Se a tecnologia prolonga o morrer e adia a morte, por outro lado introduz complexidades na derradeira parte de nossas vidas. Uma das controvérsias é que os limites entre a ortotanásia — uso de procedimentos paliativos ao invés de métodos invasivos de suporte de vida — e a eutanásia nem sempre são nítidos. A fronteira entre não ser mantido vivo e ser morto é amiúde sutilmente cruzada. Há situações em que pacientes terminais ou seus familiares imploram para que os médicos mitiguem as dores lancinantes: como proibir a administração de morfina em doses cada vez mais altas até o ponto em que a morte sobrevém? Como submeter pessoas a tortura ou a tratamento desumano ou degradante, vedação constitucional expressa?
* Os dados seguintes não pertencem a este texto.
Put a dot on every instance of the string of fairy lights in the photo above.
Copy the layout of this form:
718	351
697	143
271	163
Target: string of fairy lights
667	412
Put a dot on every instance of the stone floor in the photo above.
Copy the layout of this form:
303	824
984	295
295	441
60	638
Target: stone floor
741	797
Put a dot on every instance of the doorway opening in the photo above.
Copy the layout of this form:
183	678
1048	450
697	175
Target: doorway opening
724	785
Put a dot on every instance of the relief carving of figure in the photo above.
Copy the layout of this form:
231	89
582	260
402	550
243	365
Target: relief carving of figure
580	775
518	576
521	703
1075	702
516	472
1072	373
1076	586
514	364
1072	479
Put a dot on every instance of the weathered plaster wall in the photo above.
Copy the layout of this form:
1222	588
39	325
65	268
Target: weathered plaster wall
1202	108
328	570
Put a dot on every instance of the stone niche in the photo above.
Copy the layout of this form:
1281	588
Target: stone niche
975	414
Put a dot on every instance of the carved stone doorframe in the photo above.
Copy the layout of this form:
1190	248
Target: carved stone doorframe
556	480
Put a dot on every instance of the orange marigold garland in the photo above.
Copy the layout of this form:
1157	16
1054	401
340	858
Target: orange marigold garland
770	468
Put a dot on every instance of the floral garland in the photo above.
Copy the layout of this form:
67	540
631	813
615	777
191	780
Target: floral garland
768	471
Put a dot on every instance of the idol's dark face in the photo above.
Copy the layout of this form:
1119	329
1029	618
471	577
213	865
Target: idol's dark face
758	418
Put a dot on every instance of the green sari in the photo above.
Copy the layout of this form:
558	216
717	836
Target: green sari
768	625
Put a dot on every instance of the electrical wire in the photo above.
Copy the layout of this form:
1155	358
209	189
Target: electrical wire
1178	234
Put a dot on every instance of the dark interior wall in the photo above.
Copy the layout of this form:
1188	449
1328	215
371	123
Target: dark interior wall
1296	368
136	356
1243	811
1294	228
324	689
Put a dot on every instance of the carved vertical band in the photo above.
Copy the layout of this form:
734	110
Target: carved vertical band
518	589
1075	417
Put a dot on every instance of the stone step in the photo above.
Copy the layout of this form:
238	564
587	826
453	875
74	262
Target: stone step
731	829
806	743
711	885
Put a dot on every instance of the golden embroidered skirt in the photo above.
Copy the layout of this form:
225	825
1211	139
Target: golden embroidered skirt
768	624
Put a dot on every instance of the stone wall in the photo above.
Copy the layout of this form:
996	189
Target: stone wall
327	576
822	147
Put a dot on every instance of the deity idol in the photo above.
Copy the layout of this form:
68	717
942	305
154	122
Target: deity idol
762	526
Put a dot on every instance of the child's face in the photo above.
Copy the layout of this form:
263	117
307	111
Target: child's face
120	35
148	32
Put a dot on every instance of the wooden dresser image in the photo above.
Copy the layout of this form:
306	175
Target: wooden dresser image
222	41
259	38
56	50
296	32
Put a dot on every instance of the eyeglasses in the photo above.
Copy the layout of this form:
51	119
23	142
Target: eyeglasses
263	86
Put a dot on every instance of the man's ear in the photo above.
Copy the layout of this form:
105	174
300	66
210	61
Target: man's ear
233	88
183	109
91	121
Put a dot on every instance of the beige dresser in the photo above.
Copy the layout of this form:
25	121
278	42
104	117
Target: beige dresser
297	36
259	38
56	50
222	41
Se agora podemos expressar, nos testamentos vitais, se desejamos ou não ser mantidos vivos artificialmente, não podemos exigir que alguém antecipe a nossa morte. Para aqueles que defendem a santidade da vida a qualquer custo, a suspensão do suporte vital é tão modalidade de eutanásia quanto o suicídio assistido. Outros entendem que a suspensão do esforço terapêutico é licença para uma morte digna. Se a morte não pode ser pensada por quem já se foi, o morrer, enquanto parte integrante da vida, é aberto às possibilidades. Quando viver como se eternos fôssemos não mais é possível, a autonomia e a dignidade têm que ser respeitadas.

Tais polêmicas que envolvem liberdade, dignidade e a ética de decisões de cunho individual e coletivo são ampliadas quando inseridas em alguns dos gravíssimos problemas que devastam a saúde pública e se propagam para muito além dos corredores de postos de saúde e prontos-socorros apinhados de pacientes graves que, eventualmente, são triados para os escassos leitos, quando disponíveis.

Mas suponho ser nos frios recônditos das UTIs que os médicos são mais compelidos aos angustiantes processos decisórios em face de situações-limite e dilemas morais que se repetem a cada plantão. “Escolhas de Sofia” que se contrapõem aos valores da vocação médica. Ou, a arte de salvar e curar insultada e corrompida em prática aviltante, impotente e seletiva. É quando o direito de viver ou morrer deixa de ser potestativo. Insulto tanto à autodeterminação e à dignidade humana quanto à santidade da vida.